All told some 85 miles with a good mix of scenic dirt roads and super techy jeep tracks.

Finding water in Beef Basin was the crux. Had there been none we would have suffered a bit. Summer here has been dry, and no early fall precip yet, so we were a bit concerned, but it worked out as shown in one of the pics.


----------



## SingleTrackLovr (Apr 25, 2007)

Great Trip Report. Thanks so much for sharing it with us. Beautiful country looks like you guys had a blast.


----------



## rodar y rodar (Jul 21, 2006)

Dang, the whole crew? That`s awesome!
By mutual agreement, my wife only goes camping when we have the trunk of her car to tote everything!


----------



## Aushiker (Sep 27, 2007)

Great photos and story. Thanks for sharing.

Andrew


----------



## MRisme (Mar 22, 2010)

Looks like a great time was had by all!

Thanks for sharing!


----------



## wahday (Mar 23, 2012)

Sweetness! Going on my next bikepacking excursion this weekend. Next one, I'm hoping to bring my 12 year old son who is very into road bike these days. This gave me inspiration!


----------



## beagledadi (Jul 18, 2004)

Good stuff, thanks for sharing. It's funny how happy one gets from drinking out of a cow trough :thumbsup:

Matt


----------



## jddjirikian (Aug 25, 2006)

Nice pics. Canyonlands is awesome.


----------



## 28/29 WIT (May 7, 2011)

Jan,

Thank you far sharing. I am doing my first bikepacking trip the end of this month and your pictures just got me more excited! The bag on the top tube of the Tallboy, who makes that and are you happy with it? That is what I need.


----------



## hunter006 (Jan 20, 2012)

I love the photos, but I can't help but think, "What if they hadn't found water?" Was there a contingency plan if you couldn't find water?


----------



## Bearbait (Jan 14, 2004)

Fantastic trip, thanks for posting. We were just out in Needles, such an amazing place.


----------



## greenwater (Jul 13, 2010)

jan_nikolajsen, 

Great photos! Looks like a fantastic trip.
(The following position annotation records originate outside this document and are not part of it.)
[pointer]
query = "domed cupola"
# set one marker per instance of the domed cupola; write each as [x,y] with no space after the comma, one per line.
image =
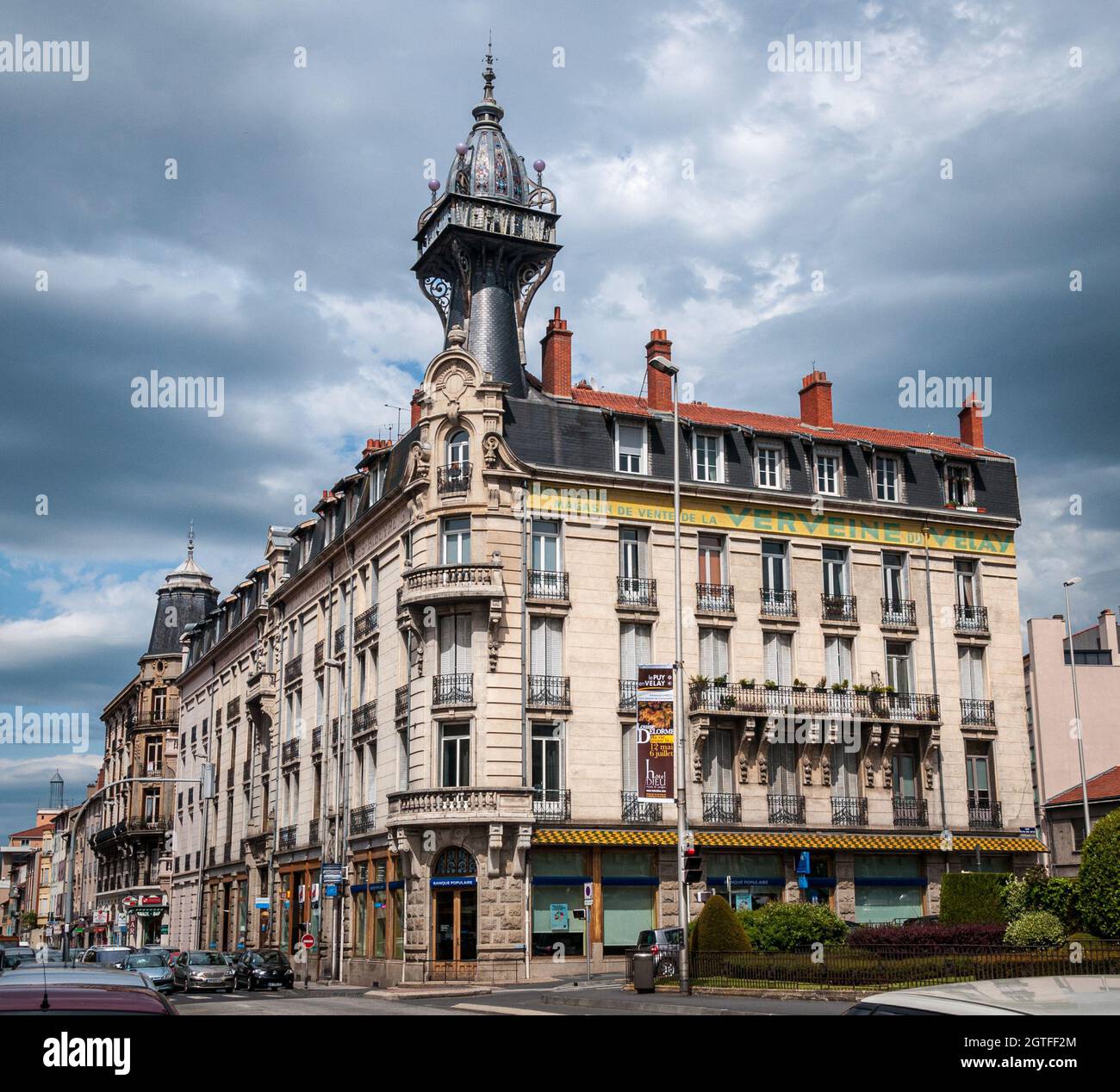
[488,243]
[485,164]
I love that loop. However, I'm not familiar with the "seldom used path" that you mentioned. Do you mind sharing some details on that. Also, you wouldn't happen to have UTM's on that cow trough would you? 
Thanks,
Andrew


----------



## jan_nikolajsen (Oct 28, 2011)

28/29 WIT said:


> Jan,
> 
> Thank you far sharing. I am doing my first bikepacking trip the end of this month and your pictures just got me more excited! The bag on the top tube of the Tallboy, who makes that and are you happy with it? That is what I need.
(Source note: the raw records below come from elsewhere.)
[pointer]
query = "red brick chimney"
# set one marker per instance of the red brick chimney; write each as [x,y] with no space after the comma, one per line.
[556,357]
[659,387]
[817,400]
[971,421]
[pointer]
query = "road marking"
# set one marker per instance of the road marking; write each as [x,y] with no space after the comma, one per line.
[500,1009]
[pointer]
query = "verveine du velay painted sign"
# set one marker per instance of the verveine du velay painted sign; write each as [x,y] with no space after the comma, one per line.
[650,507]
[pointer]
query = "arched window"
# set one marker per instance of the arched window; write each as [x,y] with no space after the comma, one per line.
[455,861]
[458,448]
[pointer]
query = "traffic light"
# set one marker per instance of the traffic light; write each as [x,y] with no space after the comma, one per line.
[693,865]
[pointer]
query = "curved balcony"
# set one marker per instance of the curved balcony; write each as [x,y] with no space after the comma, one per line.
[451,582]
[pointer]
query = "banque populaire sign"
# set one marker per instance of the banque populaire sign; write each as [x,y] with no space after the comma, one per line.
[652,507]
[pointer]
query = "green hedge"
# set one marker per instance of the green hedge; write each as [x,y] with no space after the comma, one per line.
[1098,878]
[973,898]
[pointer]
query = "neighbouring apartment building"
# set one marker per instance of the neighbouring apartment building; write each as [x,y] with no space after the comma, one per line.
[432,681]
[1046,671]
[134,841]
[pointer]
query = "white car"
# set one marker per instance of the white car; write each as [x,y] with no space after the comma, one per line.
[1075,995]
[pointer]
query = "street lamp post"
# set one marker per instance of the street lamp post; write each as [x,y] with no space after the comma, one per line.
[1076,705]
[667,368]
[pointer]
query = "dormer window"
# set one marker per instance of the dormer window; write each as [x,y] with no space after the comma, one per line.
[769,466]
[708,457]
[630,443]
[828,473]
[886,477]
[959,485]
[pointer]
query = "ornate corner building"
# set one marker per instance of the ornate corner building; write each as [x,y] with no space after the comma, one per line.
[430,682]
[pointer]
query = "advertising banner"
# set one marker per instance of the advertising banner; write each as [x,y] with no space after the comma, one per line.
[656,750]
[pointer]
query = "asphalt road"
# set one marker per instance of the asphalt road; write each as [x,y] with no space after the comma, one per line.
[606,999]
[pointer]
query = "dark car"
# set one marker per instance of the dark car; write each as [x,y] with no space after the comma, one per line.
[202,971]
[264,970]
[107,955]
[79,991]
I made it myself..wasn't too hard but still took half a day and it doesn't hold much more than a 70 oz bladder or a few small tidbits



hunter006 said:


> I love the photos, but I can't help but think, "What if they hadn't found water?" Was there a contingency plan if you couldn't find water?


My wife is a true desert rat who has roamed on foot in our general area here for many years, and she claims there's always some moisture to be found.



greenwater said:


> jan_nikolajsen,
> 
> Great photos! Looks like a fantastic trip. I love that loop. However, I'm not familiar with the "seldom used path" that you mentioned. Do you mind sharing some details on that. Also, you wouldn't happen to have UTM's on that cow trough would you?
> Thanks,
> Andrew


We actually went around and checked 4 of the 6 springs we saw on our map of Beef Basin and they all provided a trickle of water. The one on the pic is Stanley Spring, the first water source one gets to as you drop down from Elk Ridge. The "seldom used path" is a prominently marked jeep road on the Latitude 40 map that's actually barely existing. It's the one supposedly accessing the also obscure Bright Angel Trail down to Salt Creek. Hope this helps.


----------



## She&I (Jan 4, 2010)

Great job on the outing and thanks for the cool photos, jan. Good family fun :thumbsup:


----------



## veloborealis (Oct 25, 2009)

Enjoyed the pics and report. Loved that you did this as a family trip.


----------